Designing Data-Intensive Applications book written by Martin Kleppman is one of the most widely prescribed books to read for software engineers and architects. This book nicely fills in the gap to understand the data structures and algorithms those implemented under the hood by popular databases and distributed systems. Hence, this is a great book for those curious minds who seek out to understand how something works and not just how to make it work.

The book is quite dense consisting of 12 chapters divided into 3 parts namely Foundations, Distributed Data and Derived Data. It starts with explaining the three most important topics in distributed systems - Reliability, Scalability and Maintainability at the high level. The second chapter is Data Models and Query languages. One of the topics the author has discussed in the second chapter is how to make a decision on when to use SQL versus NoSQL, which is quite common to have a debate for any database design. Two important criterias are mentioned to make this decision, first if the system requires many to many relationships and second data locality for queries.

Chapter 2 discusses storage engine, namely log-structured storage engine and page-oriented storage engine. The following is the simples database that use append-only log and details instructions on how to install as well as use is at [1].

#!/bin/bash

db_set () {
    echo "$1,$2" >> database
}

db_get () {
    grep "^$1, "database | sed -e "s/^$1,//" | tail -n 1
}

SSTables, LSM-trees, LevelDB, Cassandra, HBase, Lucene and others belongs to log-structured category, which are discussed in more details in this chapter.

I think the most important content in this book is Part II. Distributed Data that contains chapters including Replication and Partitioning as well as Transactions, Consistency and Consensus.
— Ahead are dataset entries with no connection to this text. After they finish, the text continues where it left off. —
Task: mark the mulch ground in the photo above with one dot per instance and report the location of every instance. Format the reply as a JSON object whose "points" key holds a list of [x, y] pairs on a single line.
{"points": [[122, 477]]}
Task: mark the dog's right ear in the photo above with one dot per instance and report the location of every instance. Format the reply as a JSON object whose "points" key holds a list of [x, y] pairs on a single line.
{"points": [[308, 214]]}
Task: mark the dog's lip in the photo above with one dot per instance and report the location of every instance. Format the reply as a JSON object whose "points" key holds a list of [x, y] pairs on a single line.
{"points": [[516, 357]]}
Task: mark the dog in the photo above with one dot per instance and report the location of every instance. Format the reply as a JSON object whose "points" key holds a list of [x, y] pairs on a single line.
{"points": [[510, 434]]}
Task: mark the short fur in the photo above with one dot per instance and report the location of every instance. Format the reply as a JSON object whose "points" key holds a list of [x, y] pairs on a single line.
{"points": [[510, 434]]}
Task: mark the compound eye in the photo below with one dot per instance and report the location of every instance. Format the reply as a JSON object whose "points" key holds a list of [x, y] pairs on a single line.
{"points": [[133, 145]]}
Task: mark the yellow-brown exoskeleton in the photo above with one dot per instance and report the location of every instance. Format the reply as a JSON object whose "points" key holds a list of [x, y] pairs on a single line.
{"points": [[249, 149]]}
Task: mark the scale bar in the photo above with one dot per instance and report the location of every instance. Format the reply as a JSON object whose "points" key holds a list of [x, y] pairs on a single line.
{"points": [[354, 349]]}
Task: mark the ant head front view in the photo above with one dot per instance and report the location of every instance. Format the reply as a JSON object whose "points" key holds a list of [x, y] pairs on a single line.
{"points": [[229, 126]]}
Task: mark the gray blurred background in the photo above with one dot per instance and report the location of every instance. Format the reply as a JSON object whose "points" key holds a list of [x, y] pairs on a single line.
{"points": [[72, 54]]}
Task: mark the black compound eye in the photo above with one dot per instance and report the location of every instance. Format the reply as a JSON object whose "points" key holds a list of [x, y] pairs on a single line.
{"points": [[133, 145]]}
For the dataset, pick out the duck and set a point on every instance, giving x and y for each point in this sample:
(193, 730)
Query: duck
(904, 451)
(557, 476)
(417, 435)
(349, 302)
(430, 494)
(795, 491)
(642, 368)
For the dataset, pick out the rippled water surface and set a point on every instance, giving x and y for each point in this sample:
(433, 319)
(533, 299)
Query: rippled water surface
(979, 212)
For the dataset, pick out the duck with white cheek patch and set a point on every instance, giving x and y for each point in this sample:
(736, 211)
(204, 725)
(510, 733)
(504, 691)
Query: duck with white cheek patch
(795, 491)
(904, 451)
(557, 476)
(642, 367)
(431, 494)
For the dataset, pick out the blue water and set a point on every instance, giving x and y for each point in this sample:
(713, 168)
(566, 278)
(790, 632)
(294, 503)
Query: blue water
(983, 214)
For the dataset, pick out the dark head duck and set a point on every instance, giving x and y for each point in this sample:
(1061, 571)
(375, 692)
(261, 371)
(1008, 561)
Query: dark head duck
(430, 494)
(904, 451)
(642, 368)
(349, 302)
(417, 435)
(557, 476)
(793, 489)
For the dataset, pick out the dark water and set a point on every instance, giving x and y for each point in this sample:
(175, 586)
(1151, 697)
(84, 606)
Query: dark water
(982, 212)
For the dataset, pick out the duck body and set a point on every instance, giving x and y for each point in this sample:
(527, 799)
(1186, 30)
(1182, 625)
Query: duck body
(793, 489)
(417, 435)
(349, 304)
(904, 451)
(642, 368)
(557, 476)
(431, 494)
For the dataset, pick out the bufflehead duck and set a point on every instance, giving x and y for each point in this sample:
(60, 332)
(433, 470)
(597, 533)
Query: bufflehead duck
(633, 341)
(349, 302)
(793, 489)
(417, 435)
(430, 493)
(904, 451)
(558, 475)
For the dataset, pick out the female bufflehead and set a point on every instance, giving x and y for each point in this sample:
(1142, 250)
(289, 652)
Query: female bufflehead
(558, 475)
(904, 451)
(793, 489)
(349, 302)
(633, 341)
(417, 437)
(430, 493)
In chapter Partitioning, the author discussed two main approaches to partitioning, namely Key range partitioning and hash partitioning.

Transactions is another interesting chapter if you work more on a relational database because they are well known for safety guarantees provided for concurrency through Atomicity, Consistency, Isolation and Durability (ACID.) The other end of the spectrum is also known as BASE, which stands for Basically Available, Soft state, and Eventual consistency. However, a lot depends upon the specific database implementation so it cannot be generalized. For an e.g. MongoDB is a NoSQL database but is fully ACID compliant [2].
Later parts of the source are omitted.